Bug 493789

Summary: autofs NFS mount failures with ldap
Product: Red Hat Enterprise Linux 5 Reporter: Ian Kent <ikent>
Component: autofsAssignee: Ian Kent <ikent>
Status: CLOSED NOTABUG QA Contact: BaseOS QE <qe-baseos-auto>
Severity: medium Docs Contact:
Priority: low    
Version: 5.3CC: ikent, jmoyer
Target Milestone: rc   
Target Release: ---   
Hardware: All   
OS: Linux   
Whiteboard:
Fixed In Version: Doc Type: Bug Fix
Doc Text:
Story Points: ---
Clone Of: 490052 Environment:
Last Closed: 2009-04-03 05:17:55 UTC Type: ---
Regression: --- Mount Type: ---
Documentation: --- CRM:
Verified Versions: Category: ---
oVirt Team: --- RHEL 7.3 requirements from Atomic Host:
Cloudforms Team: --- Target Upstream Version:
Embargoed:
Bug Depends On: 490052    
Bug Blocks:    

Description Ian Kent 2009-04-03 05:13:11 UTC
+++ This bug was initially created as a clone of Bug #490052 +++

Created an attachment (id=335034)
syslog debug output

Description of problem:
autofs is broken in rawhide for me right now.  I'm trying to
do NFS mounts of home and project directories with intermittent
success.

Version-Release number of selected component (if applicable):
autofs-5.0.4-17.i586
openldap-2.4.15-1.fc11.i586
python-ldap-2.3.5-5.fc11.i586
openldap-clients-2.4.15-1.fc11.i586
apr-util-ldap-1.3.4-3.fc11.i586
openldap-devel-2.4.15-1.fc11.i586
nss_ldap-264-2.fc11.i586


How reproducible:
Almost always

Steps to Reproduce:
1. Try to access directories that successfully mount in fedora 10 using the same configuration files (which I will attach later)
  
Actual results:
operations hang or return failure attempting to access automounted NFS directories

Expected results:
Successful access to those directories.

Additional info:

--- Additional comment from idht4n on 2009-03-12 20:31:38 EDT ---

Created an attachment (id=335036)
nsswitch.conf

--- Additional comment from idht4n on 2009-03-12 20:34:06 EDT ---

Created an attachment (id=335037)
etc/sysconfig/autofs

--- Additional comment from idht4n on 2009-03-12 20:43:16 EDT ---

Created an attachment (id=335039)
auto.master

#auto_home looks something like this:
user1                                   manaan:/export/home/&
user2					manaan:/export/home/&
user3					manaan:/export/home/&
user4					manaan:/export/home/&
#...
#it's a lot bigger, but I think our user list is considered proprietary

--- Additional comment from ikent on 2009-03-12 20:52:55 EDT ---

automount[3414]: do_bind: lookup(ldap): ldap anonymous bind returned 0
automount[3414]: get_query_dn: lookup(ldap): query failed for (&(objectclass=nisMap)(nisMapName=auto_home)): Operations error

When you get this does the automount process disappear?

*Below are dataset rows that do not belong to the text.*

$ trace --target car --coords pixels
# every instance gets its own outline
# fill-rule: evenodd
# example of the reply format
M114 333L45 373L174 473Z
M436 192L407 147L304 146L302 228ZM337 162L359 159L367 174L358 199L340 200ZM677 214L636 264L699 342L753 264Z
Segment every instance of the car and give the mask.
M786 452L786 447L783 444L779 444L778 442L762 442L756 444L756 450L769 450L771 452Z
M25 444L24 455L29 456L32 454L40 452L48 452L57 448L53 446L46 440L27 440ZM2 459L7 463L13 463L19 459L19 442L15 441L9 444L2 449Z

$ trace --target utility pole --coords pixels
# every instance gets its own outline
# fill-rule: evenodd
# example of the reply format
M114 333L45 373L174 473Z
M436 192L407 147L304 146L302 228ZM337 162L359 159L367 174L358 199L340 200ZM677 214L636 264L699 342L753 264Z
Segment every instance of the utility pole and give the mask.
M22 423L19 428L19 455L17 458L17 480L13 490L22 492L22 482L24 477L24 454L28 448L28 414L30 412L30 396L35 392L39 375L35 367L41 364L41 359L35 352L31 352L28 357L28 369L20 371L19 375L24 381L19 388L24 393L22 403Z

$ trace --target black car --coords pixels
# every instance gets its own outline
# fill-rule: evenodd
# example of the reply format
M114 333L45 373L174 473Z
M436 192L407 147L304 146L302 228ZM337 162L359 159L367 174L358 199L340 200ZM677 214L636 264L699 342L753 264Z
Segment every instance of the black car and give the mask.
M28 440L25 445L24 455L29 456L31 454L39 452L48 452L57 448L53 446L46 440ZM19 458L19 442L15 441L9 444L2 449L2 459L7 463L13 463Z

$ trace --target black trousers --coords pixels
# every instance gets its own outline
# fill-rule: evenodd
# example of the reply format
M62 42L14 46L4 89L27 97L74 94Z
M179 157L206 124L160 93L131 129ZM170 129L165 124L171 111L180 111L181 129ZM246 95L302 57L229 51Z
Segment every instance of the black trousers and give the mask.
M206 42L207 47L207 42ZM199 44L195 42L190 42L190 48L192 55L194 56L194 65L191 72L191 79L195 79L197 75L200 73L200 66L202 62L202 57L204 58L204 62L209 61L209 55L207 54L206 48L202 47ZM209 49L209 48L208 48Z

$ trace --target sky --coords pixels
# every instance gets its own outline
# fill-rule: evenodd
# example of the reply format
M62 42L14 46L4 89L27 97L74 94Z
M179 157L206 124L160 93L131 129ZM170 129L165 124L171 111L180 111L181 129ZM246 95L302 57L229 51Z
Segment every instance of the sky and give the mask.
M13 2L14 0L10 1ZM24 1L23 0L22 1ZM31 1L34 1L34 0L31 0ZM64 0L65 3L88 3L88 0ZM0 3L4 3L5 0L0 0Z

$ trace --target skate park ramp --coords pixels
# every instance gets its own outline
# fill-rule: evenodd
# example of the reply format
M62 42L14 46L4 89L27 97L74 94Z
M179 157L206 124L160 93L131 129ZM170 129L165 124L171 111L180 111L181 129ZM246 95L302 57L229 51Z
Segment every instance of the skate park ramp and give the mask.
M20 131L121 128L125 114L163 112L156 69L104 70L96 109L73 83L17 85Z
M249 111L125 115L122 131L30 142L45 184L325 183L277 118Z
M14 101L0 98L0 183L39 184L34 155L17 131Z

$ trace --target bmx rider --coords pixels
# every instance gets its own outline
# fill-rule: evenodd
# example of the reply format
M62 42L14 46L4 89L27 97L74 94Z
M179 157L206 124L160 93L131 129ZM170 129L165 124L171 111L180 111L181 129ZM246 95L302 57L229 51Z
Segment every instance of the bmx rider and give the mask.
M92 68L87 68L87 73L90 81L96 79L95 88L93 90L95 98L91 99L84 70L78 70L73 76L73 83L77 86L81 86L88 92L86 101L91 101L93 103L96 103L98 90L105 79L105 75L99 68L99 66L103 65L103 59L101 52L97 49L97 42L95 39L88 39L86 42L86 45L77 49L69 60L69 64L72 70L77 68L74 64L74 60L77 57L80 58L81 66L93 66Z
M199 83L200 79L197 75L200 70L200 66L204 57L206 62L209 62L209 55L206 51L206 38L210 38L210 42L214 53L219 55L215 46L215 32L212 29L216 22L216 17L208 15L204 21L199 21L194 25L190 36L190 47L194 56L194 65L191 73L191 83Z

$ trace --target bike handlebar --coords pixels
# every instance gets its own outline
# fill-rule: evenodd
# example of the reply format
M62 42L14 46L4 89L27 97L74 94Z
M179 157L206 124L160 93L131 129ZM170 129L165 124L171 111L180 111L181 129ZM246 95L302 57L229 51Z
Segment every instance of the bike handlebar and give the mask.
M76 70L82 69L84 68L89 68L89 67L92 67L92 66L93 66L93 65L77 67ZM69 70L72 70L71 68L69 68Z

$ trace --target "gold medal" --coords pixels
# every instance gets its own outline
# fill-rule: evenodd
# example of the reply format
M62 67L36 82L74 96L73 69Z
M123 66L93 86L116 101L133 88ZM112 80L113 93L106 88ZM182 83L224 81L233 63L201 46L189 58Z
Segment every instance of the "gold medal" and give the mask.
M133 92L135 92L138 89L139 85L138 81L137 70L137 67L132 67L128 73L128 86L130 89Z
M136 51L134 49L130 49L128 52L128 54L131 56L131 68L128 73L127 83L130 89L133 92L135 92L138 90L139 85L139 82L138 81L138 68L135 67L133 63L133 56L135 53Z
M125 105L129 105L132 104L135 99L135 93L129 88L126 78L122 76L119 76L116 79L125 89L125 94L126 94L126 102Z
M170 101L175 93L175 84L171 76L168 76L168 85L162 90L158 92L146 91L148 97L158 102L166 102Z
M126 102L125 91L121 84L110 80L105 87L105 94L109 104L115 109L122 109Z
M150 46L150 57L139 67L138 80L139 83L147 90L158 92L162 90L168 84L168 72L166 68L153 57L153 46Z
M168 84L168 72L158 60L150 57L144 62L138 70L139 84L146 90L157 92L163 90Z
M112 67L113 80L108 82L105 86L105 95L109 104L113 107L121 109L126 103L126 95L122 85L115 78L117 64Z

--- Additional comment from ikent on 2009-03-12 21:32:08 EDT ---

(In reply to comment #4)
> automount[3414]: do_bind: lookup(ldap): ldap anonymous bind returned 0
> automount[3414]: get_query_dn: lookup(ldap): query failed for
> (&(objectclass=nisMap)(nisMapName=auto_home)): Operations error
> 
> When you get this does the automount process disappear?  

I'm guessing it does.
Can you try this package and let me know if it resolves the
issue.

http://kojipkgs.fedoraproject.org/packages/autofs/5.0.4/19

--- Additional comment from idht4n on 2009-03-24 16:59:54 EDT ---

(In reply to comment #5)
> (In reply to comment #4)
> > automount[3414]: do_bind: lookup(ldap): ldap anonymous bind returned 0
> > automount[3414]: get_query_dn: lookup(ldap): query failed for
> > (&(objectclass=nisMap)(nisMapName=auto_home)): Operations error
> > 
> > When you get this does the automount process disappear?  
> 
> I'm guessing it does.
> Can you try this package and let me know if it resolves the
> issue.
> 
> http://kojipkgs.fedoraproject.org/packages/autofs/5.0.4/19  

Before trying the new version, I wanted to make sure I could
reproduce the problem.  The next time I booted, autofs worked.
What I found was that changing my eth0 to be NetworkManager
controlled (using system-config-network) fixed the problem.
I had previously manually started eth0 like this:

/sbin/ifconfig eth0 192.168.117.25 netmask 255.255.252.0

After doing this, I could communicate with the NFS server
and LDAP server, but autofs was not reliable.  When it was
in that state, stopping and starting autofs didn't help.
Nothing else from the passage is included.